Todo ese espectáculo de hombres alborotadores lo vieron Lupe y su hermana Merceditas escondidas tras los visos de la ventana, porque Mamá China no quiso que fueran al colegio y les prohibió a todos los de casa salir a la calle durante los días que durara el borlote. Los Ybarra Pedroza, como la gran mayoría de las familias acomodadas de Aguascalientes, no eran partidarios de la causa del general Villa y su poderosa División del Norte, pero tampoco Carranza era santo de su devoción, pues bastante se sabía de sus fechorías, incluso en las casas de las familias adineradas y educadas se había adoptado el modismo del verbo carrancear como un sinónimo de robar, y en la casa de los Ybarra no era la excepción. Mamá China desafió la orden del gobernador Fuentes Dávila, de no dejar de asistir a clases, y nada le importó cuando David Berlanga, el Secretario de Gobierno, lo anunció. Ese hombre sí que era odiado desde que un año atrás quemó imágenes y confesionarios en el Jardín Porfirio Díaz aledaño al Santuario de Nuestra Señora de Guadalupe. Doña Gumercinda Pedroza, como todas las damas católicas, estaba enfurecida por tanta apostasía y porque los revolucionarios expropiaron parte de la casa de las Misioneras Hijas de la Purísima Virgen María donde sus hijas estudiaban, se trataba del Colegio de la Inmaculada Virgen María. Confiscaron también el edificio del Colegio Guadalupano perteneciente a la Compañía de María Nuestra Señora, otrora las Monjas de la Enseñanza, entre otros muchos. Razones tenía de sobra la viuda de don Porfirio Ybarra para impedir a los suyos que se arriesgaran saliendo a la calle.
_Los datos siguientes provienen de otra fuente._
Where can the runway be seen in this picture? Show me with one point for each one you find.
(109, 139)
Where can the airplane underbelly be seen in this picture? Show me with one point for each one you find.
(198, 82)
Desde esa ventana Lupe vio las expresiones de temor en los rostros de los vecinos cuando empezaron a llegar los revoltosos y notó cómo, desde ese día, la gente, muerta de miedo, se encerró a piedra y lodo. Ella y su hermanita tuvieron que estudiar en su casa las lecciones de Música y Francés, de Caligrafía, Historia Universal, Economía Doméstica e Higiene. Merceditas, que apenas tenía ocho años, tuvo que repasar sus cuadernos de Moral, Urbanidad, Instrucción Cívica, Lengua Nacional y Aritmética, en tanto le conseguían alguna maestra o monja que diera seguimiento a su instrucción. Su madre supervisó con minucioso cuidado que por las tardes aventajaran diariamente las labores manuales: Meche, sus cojines bordados de rococó y Lupe, el mantel deshilado.